How Does Dental Insurance Work: Common Misconceptions

How Does Dental Insurance Work?

Dental insurance is a complex and confusing system that many patients struggle to understand. Contrary to common belief, dental insurance is different from medical insurance in a number of ways.

One way in which the two plans are similar is that you pay a monthly premium to remain enrolled in dental insurance, whether you pay out of pocket or whether that comes out of your paycheck from your employer.

Beyond that, your dental insurance plan works differently in a number of facets that many find to be confusing and frustrating. Ultimately, it is the responsibility of the patient to understand the inner-workings of their personal insurance plan. With that in mind, here are 6 facts that you might not know about dental insurance plans.

1. Maximum Coverage

Most dental insurance plans come with a coverage maximum. This runs contrary to medical insurance plans, which might have a deductible before the plan begins to cover payments.

For example, your dental insurance may cover just $3,000 annually, and any services you require after that are fully out of pocket costs. Many patients fail to plan ahead with this knowledge in mind and end up getting hit with a bill they’re not prepared to pay for themselves.

Additionally, it’s extremely uncommon for dental insurance to cover procedures in full. If you look at the specifics of your plan, you’ll find that each dental service is covered at a certain percentage. For instance, your plan may cover implants at 40%, meaning you will need to pay for 60% of the cost of the procedure out of pocket. These coverage rates remain the same even if your dental insurance plan comes with an unlimited maximum.

What’s more, insurance coverages are never fully guaranteed. Insurance companies can adjust the amount of money they’re willing to spend to cover a patient’s procedure. Even if you get a pre-procedure estimate (also called a pre-authorization) from your insurance company, they reserve the right to adjust the amount after the fact.

2. Orthodontics

The money allotted to orthodontic care generally does not apply to your dental insurance maximum for the year – it usually comes from a completely separate pot of money. This means that you might be eligible for coverage on Invisalign treatment even if you’ve exceeded your plan’s annual maximum.

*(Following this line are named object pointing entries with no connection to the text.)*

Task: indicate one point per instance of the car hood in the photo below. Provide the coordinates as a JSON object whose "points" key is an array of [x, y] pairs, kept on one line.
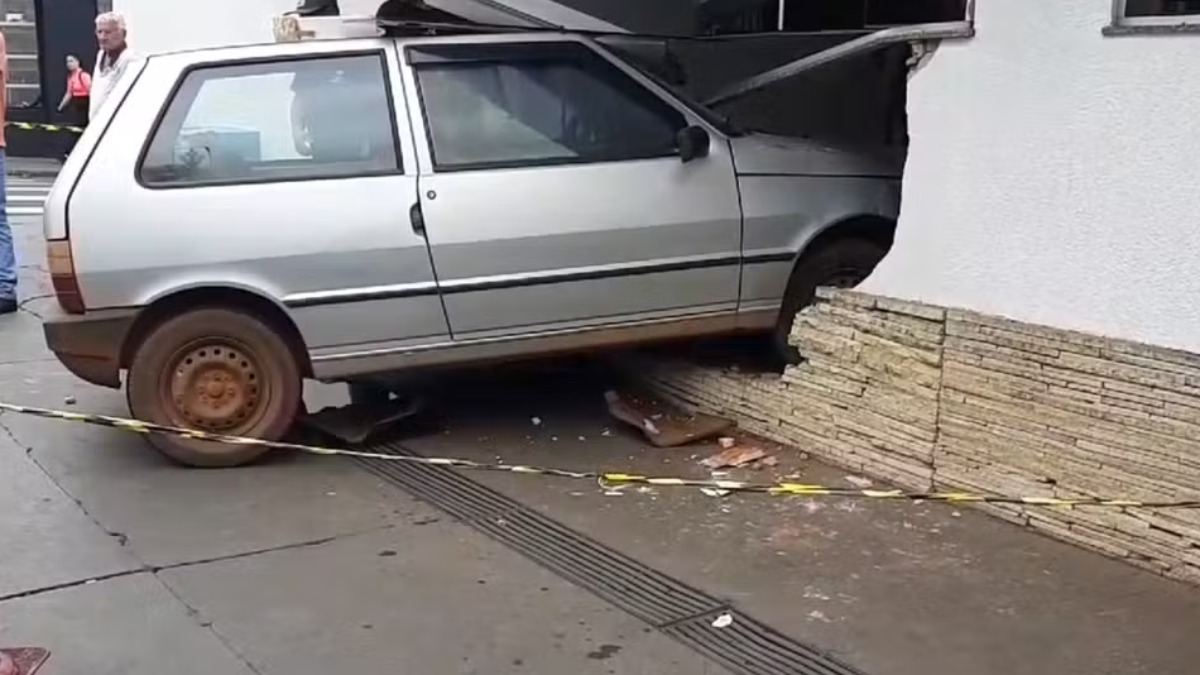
{"points": [[767, 154]]}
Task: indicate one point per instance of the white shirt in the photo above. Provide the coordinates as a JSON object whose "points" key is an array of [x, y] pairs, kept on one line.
{"points": [[105, 78]]}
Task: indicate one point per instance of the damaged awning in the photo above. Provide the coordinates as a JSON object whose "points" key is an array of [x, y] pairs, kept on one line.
{"points": [[877, 40]]}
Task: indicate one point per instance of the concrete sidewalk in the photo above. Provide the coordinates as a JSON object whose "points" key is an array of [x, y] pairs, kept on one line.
{"points": [[892, 587]]}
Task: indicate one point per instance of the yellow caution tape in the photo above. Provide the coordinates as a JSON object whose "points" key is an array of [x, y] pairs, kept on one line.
{"points": [[607, 479], [39, 126]]}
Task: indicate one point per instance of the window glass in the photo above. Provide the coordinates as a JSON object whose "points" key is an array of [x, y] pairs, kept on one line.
{"points": [[18, 22], [316, 118], [1162, 7], [541, 111]]}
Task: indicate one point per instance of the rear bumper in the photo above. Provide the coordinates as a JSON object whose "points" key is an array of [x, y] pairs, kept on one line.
{"points": [[89, 345]]}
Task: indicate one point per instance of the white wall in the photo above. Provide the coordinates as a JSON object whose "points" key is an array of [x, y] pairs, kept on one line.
{"points": [[1054, 175]]}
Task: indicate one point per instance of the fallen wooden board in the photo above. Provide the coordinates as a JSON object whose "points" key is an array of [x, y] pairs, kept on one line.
{"points": [[666, 430]]}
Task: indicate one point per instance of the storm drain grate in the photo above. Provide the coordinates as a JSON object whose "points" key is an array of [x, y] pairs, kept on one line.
{"points": [[751, 647], [685, 614]]}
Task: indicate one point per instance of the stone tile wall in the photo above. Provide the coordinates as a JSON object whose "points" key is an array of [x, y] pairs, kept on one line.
{"points": [[925, 396]]}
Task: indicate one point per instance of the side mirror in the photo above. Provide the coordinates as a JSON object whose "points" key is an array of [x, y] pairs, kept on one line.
{"points": [[693, 143]]}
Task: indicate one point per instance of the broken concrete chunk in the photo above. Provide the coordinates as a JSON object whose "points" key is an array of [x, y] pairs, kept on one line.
{"points": [[859, 482], [733, 458]]}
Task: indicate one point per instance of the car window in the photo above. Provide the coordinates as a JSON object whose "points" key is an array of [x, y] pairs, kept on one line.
{"points": [[525, 112], [285, 120]]}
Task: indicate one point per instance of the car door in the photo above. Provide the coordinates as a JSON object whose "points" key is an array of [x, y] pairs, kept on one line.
{"points": [[553, 195], [275, 169]]}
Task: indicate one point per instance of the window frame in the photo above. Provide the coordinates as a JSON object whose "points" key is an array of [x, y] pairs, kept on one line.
{"points": [[1123, 24], [421, 57], [186, 72]]}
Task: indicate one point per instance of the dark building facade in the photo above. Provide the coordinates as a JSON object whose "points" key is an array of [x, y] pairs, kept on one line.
{"points": [[41, 34]]}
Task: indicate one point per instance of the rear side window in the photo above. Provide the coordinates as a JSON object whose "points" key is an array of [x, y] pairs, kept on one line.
{"points": [[281, 120], [558, 106]]}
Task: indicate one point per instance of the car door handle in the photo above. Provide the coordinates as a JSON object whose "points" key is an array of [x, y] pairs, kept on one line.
{"points": [[417, 219]]}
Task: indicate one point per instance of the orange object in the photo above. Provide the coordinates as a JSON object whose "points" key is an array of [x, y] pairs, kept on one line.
{"points": [[79, 84], [22, 661]]}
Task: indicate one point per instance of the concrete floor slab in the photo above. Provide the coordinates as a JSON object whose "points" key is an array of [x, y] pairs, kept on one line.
{"points": [[432, 598], [125, 626], [173, 514], [895, 589], [46, 539]]}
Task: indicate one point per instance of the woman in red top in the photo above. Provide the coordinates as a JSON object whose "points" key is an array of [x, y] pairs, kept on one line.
{"points": [[78, 91]]}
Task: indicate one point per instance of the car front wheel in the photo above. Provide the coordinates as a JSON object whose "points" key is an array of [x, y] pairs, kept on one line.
{"points": [[843, 263]]}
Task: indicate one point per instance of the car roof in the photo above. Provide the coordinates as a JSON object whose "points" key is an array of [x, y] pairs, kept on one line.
{"points": [[267, 49]]}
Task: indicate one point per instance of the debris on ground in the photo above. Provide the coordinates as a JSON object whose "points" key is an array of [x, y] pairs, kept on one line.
{"points": [[859, 482], [766, 463], [358, 422], [665, 430], [733, 457], [22, 661]]}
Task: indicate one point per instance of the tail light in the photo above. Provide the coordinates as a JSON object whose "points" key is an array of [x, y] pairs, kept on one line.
{"points": [[63, 278]]}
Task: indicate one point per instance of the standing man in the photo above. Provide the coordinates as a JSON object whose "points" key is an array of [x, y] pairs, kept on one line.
{"points": [[7, 255], [112, 60]]}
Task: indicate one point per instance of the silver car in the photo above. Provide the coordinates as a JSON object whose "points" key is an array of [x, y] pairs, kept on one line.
{"points": [[237, 220]]}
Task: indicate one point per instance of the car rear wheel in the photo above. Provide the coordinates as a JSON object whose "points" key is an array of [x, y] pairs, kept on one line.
{"points": [[216, 370], [843, 263]]}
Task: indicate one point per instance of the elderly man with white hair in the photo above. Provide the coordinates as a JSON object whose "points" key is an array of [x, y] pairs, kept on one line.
{"points": [[114, 55]]}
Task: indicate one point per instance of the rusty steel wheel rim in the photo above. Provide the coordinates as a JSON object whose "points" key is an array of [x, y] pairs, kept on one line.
{"points": [[215, 386]]}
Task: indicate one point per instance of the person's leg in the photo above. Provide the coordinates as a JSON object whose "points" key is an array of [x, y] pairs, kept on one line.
{"points": [[7, 252]]}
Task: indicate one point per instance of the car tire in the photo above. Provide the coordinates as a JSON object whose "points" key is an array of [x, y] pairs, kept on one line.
{"points": [[216, 370], [843, 263]]}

3. Insurance Year Variance

Not all dental insurance plans are the same, and that includes what insurance plans consider a “year” to be. Some plans reset their annual maximum in line with the calendar year, meaning your insurance coverage amount used would reset to $0 on January 1st. This is called a “calendar year” plan.

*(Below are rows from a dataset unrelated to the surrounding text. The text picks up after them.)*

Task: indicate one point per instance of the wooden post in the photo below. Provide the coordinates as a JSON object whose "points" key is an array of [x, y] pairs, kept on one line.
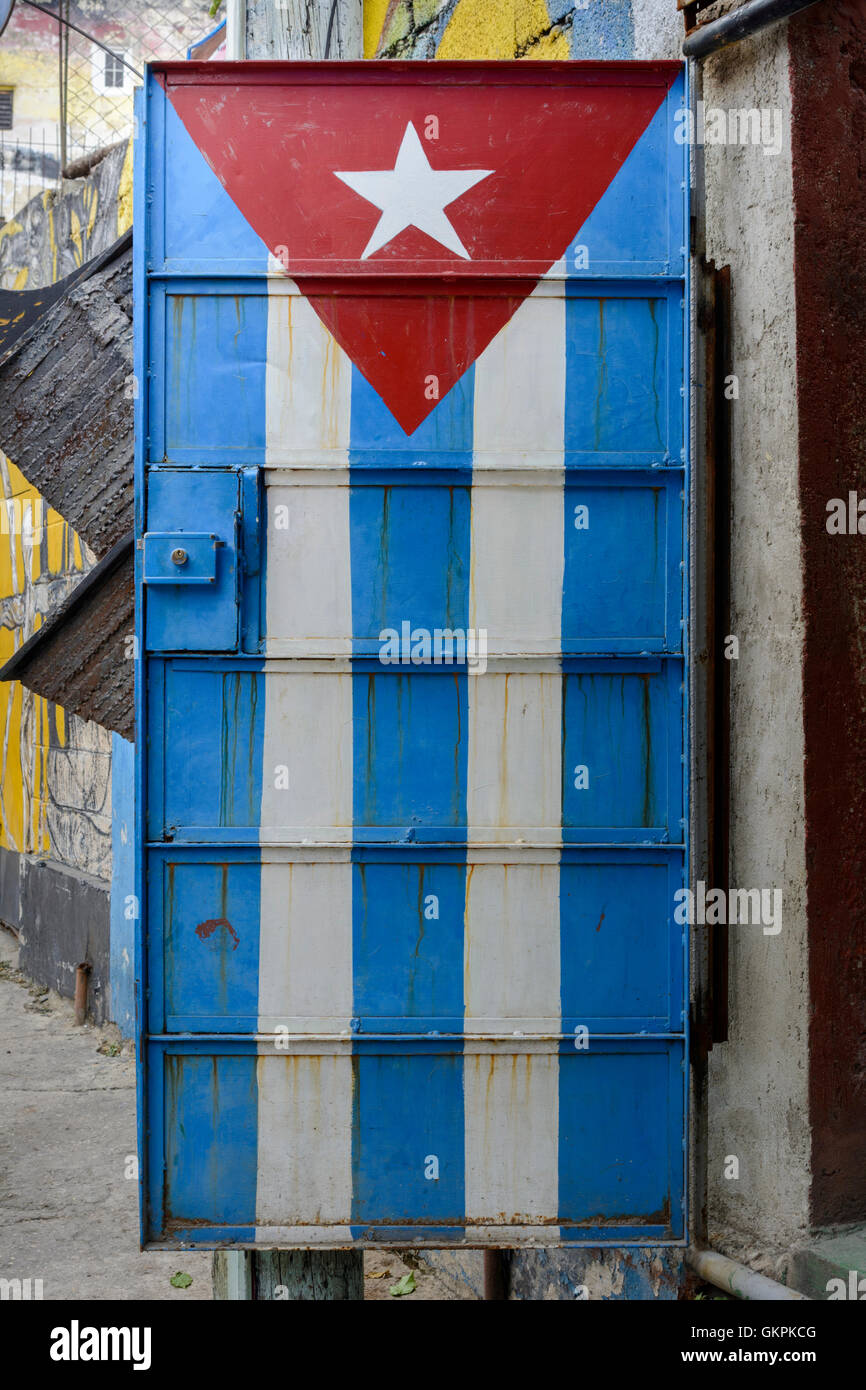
{"points": [[292, 29]]}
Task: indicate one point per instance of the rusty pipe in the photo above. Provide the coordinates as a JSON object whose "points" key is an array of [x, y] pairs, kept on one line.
{"points": [[81, 993], [740, 24], [737, 1279]]}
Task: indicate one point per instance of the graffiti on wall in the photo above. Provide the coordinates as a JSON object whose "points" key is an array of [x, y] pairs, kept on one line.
{"points": [[54, 767]]}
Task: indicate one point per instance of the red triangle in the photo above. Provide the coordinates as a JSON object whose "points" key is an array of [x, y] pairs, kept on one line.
{"points": [[414, 316]]}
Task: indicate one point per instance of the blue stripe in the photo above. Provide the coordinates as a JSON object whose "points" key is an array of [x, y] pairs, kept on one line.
{"points": [[410, 545], [407, 1125], [211, 1114]]}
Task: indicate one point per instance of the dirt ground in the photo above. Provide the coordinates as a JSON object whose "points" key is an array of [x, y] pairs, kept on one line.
{"points": [[68, 1200]]}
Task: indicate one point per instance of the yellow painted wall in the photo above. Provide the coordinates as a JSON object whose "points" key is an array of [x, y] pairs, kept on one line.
{"points": [[34, 77], [477, 28], [36, 546]]}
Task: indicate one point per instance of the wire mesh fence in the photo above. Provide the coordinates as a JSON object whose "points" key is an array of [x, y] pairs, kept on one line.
{"points": [[67, 75]]}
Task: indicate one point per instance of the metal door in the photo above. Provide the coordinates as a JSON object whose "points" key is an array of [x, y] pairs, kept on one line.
{"points": [[412, 491]]}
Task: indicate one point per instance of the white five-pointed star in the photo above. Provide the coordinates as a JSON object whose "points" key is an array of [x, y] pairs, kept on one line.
{"points": [[413, 195]]}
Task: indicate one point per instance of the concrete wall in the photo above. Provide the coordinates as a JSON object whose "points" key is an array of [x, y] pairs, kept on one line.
{"points": [[758, 1098]]}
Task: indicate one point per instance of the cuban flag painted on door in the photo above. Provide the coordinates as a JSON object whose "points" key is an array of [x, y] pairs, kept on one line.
{"points": [[412, 489]]}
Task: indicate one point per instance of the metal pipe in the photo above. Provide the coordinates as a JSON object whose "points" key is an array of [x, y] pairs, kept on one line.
{"points": [[749, 18], [737, 1279], [81, 993]]}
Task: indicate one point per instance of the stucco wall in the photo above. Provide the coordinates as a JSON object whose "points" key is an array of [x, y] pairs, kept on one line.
{"points": [[758, 1102]]}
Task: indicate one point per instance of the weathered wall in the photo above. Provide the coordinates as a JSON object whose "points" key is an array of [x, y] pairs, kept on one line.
{"points": [[61, 228], [758, 1098], [829, 77], [56, 769]]}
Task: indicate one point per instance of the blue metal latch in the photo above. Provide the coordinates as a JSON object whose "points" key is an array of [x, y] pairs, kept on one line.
{"points": [[181, 558]]}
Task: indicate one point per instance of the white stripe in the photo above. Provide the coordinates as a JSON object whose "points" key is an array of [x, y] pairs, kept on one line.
{"points": [[517, 558], [512, 1137], [510, 948], [307, 742], [517, 548], [515, 758], [305, 1140], [512, 952], [520, 387], [307, 381], [305, 951], [309, 587]]}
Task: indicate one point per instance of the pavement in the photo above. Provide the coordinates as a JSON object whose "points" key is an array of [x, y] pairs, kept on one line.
{"points": [[68, 1197]]}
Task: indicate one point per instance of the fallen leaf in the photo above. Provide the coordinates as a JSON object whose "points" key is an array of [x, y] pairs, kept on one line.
{"points": [[405, 1286]]}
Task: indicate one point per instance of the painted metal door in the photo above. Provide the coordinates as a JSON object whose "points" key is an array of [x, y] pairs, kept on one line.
{"points": [[412, 478]]}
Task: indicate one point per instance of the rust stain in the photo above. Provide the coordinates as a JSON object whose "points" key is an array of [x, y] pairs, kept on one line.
{"points": [[206, 929]]}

Other plans will use the fiscal year, which can vary from employer to employer. For example, the government fiscal year starts on October 1st, while the non-profit fiscal year starts on July 1st. Familiarize yourself with the rhythm of your insurance plan so you can plan the timing of your procedures accordingly.

4. Waiting Periods

Dental insurance plans frequently come with waiting periods, meaning you won’t be able to take advantage of your complete benefits for months (sometimes even a year) after you initially enroll. This is important to discern before you make an appointment with your dentist to ensure you won’t be making/incurring unexpected payments after your visit.

Generally, preventative care (such as general dentistry/routine cleanings) are not subject to the waiting period. However, if you’re expecting a more serious procedure such as a filling or a tooth extraction, you might want to find out how long your plan requires you to wait before you receive complete coverage.

5. Missing Tooth Clauses

Speaking of tooth extractions, many dental insurance plans will include what is called a “missing tooth clause.” Missing tooth clauses state that any dental implant you receive to replace a tooth extracted before your plan started won’t be covered by your current insurance plan. This also applies to bridge work or partials/dentures.

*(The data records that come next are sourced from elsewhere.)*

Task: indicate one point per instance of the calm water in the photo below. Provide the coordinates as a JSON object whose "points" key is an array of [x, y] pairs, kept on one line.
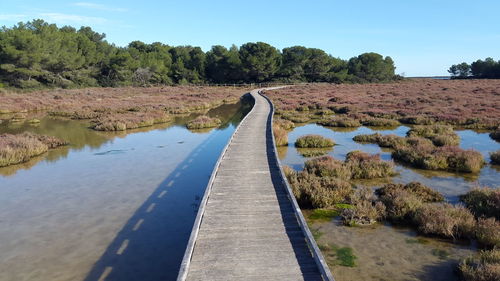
{"points": [[385, 252], [115, 205]]}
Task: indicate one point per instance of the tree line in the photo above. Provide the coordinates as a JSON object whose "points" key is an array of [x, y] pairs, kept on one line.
{"points": [[37, 54], [488, 68]]}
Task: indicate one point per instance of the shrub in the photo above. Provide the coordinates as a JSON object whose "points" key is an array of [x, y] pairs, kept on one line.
{"points": [[129, 120], [285, 124], [440, 135], [313, 152], [495, 135], [400, 204], [483, 201], [439, 158], [327, 166], [365, 166], [380, 122], [445, 220], [314, 141], [20, 148], [495, 157], [340, 122], [488, 232], [203, 121], [422, 192], [390, 141], [484, 266], [366, 210], [319, 192], [296, 117], [418, 120], [280, 135]]}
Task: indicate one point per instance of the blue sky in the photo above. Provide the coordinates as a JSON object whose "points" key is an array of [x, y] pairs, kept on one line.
{"points": [[423, 37]]}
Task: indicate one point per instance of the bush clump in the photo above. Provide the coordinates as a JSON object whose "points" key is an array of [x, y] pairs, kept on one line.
{"points": [[484, 266], [495, 157], [280, 135], [488, 232], [483, 201], [422, 192], [380, 122], [403, 201], [313, 152], [285, 124], [365, 209], [296, 117], [202, 122], [312, 191], [445, 220], [20, 148], [314, 141], [129, 120], [365, 166], [440, 135], [495, 135], [401, 205], [340, 122], [390, 141], [429, 157], [327, 166], [358, 165]]}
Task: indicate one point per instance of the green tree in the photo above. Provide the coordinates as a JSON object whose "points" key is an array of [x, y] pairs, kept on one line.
{"points": [[371, 67], [260, 61], [462, 70]]}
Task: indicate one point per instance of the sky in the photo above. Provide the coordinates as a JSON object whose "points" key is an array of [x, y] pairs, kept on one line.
{"points": [[423, 37]]}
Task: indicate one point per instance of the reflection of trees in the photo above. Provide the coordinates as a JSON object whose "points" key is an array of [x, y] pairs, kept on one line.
{"points": [[282, 151], [79, 136]]}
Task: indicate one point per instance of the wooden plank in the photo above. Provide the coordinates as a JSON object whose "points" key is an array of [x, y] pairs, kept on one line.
{"points": [[247, 227]]}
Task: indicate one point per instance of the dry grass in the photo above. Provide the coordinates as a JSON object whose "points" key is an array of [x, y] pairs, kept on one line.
{"points": [[403, 201], [483, 201], [488, 232], [345, 122], [280, 135], [484, 266], [429, 157], [116, 109], [445, 220], [314, 141], [495, 157], [422, 192], [440, 135], [129, 120], [312, 191], [358, 165], [202, 122], [365, 208], [466, 103], [20, 148]]}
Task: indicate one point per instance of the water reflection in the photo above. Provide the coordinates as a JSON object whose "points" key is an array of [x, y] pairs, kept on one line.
{"points": [[451, 184], [119, 204], [385, 252]]}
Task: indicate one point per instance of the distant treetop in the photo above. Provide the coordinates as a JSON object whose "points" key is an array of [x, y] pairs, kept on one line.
{"points": [[37, 54]]}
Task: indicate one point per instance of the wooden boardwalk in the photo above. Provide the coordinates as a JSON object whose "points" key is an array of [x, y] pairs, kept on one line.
{"points": [[249, 226]]}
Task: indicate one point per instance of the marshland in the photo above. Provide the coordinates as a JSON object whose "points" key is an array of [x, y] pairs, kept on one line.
{"points": [[106, 148], [405, 193]]}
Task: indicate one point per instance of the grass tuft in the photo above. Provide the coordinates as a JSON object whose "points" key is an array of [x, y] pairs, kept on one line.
{"points": [[202, 122], [314, 141]]}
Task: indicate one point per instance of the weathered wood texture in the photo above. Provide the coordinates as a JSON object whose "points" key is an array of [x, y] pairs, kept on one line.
{"points": [[248, 227]]}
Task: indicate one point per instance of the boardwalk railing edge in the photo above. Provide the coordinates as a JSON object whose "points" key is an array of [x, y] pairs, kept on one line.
{"points": [[186, 260], [313, 246]]}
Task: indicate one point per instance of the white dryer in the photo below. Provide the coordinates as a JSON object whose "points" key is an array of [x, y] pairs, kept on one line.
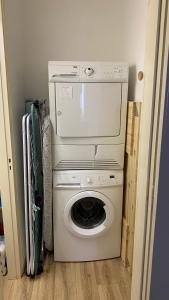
{"points": [[87, 214], [88, 103]]}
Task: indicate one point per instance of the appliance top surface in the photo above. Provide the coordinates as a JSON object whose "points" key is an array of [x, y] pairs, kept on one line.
{"points": [[87, 71], [87, 178]]}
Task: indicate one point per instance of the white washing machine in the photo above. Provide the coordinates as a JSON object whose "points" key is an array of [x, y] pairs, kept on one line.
{"points": [[87, 214]]}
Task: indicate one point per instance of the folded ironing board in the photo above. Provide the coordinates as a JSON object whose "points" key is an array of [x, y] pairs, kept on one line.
{"points": [[33, 188]]}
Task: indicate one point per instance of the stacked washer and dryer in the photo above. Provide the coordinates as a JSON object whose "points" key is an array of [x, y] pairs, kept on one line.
{"points": [[88, 104]]}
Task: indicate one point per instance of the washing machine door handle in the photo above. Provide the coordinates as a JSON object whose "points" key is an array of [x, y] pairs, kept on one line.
{"points": [[67, 186]]}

For example, let’s say you had a tooth extracted 5 years ago, but you only started your current dental insurance plan 2 years ago. Since your tooth extraction happened before you enrolled in your current plan, you would not be eligible for coverage on your implant to replace the tooth that was extracted.

Not all dental insurance plans include a missing tooth clause, but you should make sure yours doesn’t before you commit to getting an implant done.

6. Dual Coverage Insurance

Some patients are enrolled under dual coverage. This means that they might have dental coverage under two separate plans.

Generally, this will be if your primary medical insurance comes with a dental rider in addition to your separate dental insurance. Dual coverage can also occur when a patient has two completely separate dental insurance plans. If this is the case, your primary insurance will kick in first to cover dental procedures you receive. Your secondary plan may cover an additional portion, depending on your plan.

However, the dual coverage system can hold up the payment process because your primary insurance doesn’t necessarily know how much your secondary insurance plan will cover. This may lead to bigger out-of-pocket costs at the office when you have a procedure.